As of the 2010 United States census, there were 223 people living in the town. The racial makeup of the town was 99.6% White and 0.4% were Hispanic or Latino of any race.

As of the census of 2000, there were 251 people, 115 households, and 73 families living in the town. The population density was 108.9 /km2. There were 121 housing units at an average density of 52.5 /km2. The racial makeup of the town was 89.64% White, 1.20% Black or African American, 0.40% Asian, 7.97% from other races, and 0.80% from two or more races. 7.97% of the population were Hispanic or Latino of any race.

There were 115 households, out of which 18.3% had children under the age of 18 living with them, 48.7% were married couples living together, 12.2% had a female householder with no husband present, and 35.7% were non-families. 34.8% of all households were made up of individuals, and 19.1% had someone living alone who was 65 years of age or older. The average household size was 2.18 and the average family size was 2.78.

In the town, the population was spread out, with 19.5% under the age of 18, 10.8% from 18 to 24, 23.1% from 25 to 44, 23.1% from 45 to 64, and 23.5% who were 65 years of age or older. The median age was 43 years. For every 100 females, there were 90.2 males. For every 100 females age 18 and over, there were 88.8 males.
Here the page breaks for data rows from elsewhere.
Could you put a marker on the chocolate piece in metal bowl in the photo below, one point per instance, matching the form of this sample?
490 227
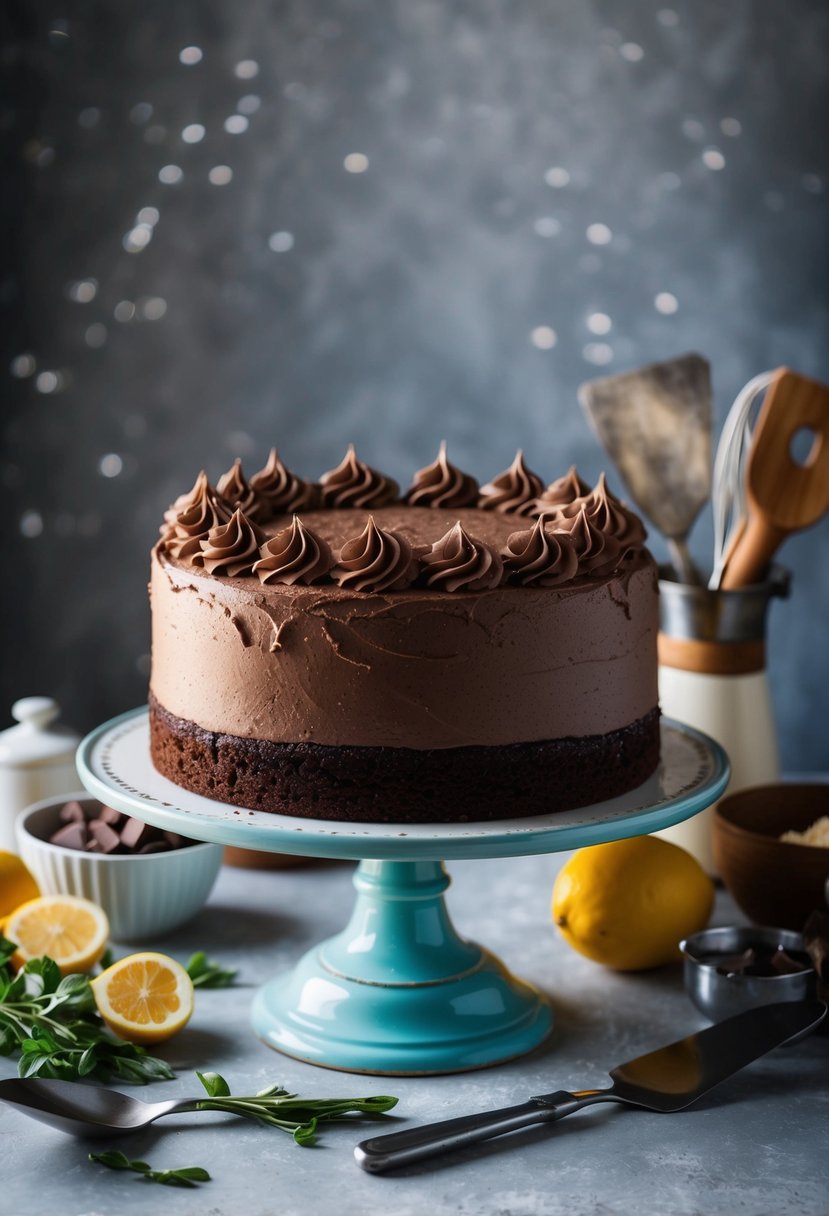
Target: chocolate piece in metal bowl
740 967
145 893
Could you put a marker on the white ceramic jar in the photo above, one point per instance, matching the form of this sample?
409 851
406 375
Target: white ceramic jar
37 760
712 676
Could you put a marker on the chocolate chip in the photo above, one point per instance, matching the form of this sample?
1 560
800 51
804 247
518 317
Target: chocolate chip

The median income for a household in the town was $26,607, and the median income for a family was $31,667. Males had a median income of $26,250 versus $21,250 for females. The per capita income for the town was $15,762. About 10.6% of families and 12.1% of the population were below the poverty line, including 13.3% of those under the age of eighteen and 12.0% of those 65 or over.

Historical population
| Census | Pop. | Note | %± |
| 1910 | 162 |  | — |
| 1920 | 233 |  | 43.8% |
| 1930 | 267 |  | 14.6% |
| 1940 | 323 |  | 21.0% |
| 1950 | 384 |  | 18.9% |
| 1960 | 383 |  | −0.3% |
| 1970 | 358 |  | −6.5% |
| 1980 | 310 |  | −13.4% |
| 1990 | 258 |  | −16.8% |
| 2000 | 251 |  | −2.7% |
| 2010 | 223 |  | −11.2% |
| 2020 | 194 |  | −13.0% |
| 2025 (est.) | 181 | Decrease | −6.7% |
U.S. Decennial Census 2014 Estimate

==Education==
It is served by the Gosnell School District, including Gosnell Elementary School and Gosnell High School.

The community was served by the Dell School District until July 1, 1984, when it merged into the Gosnell School District.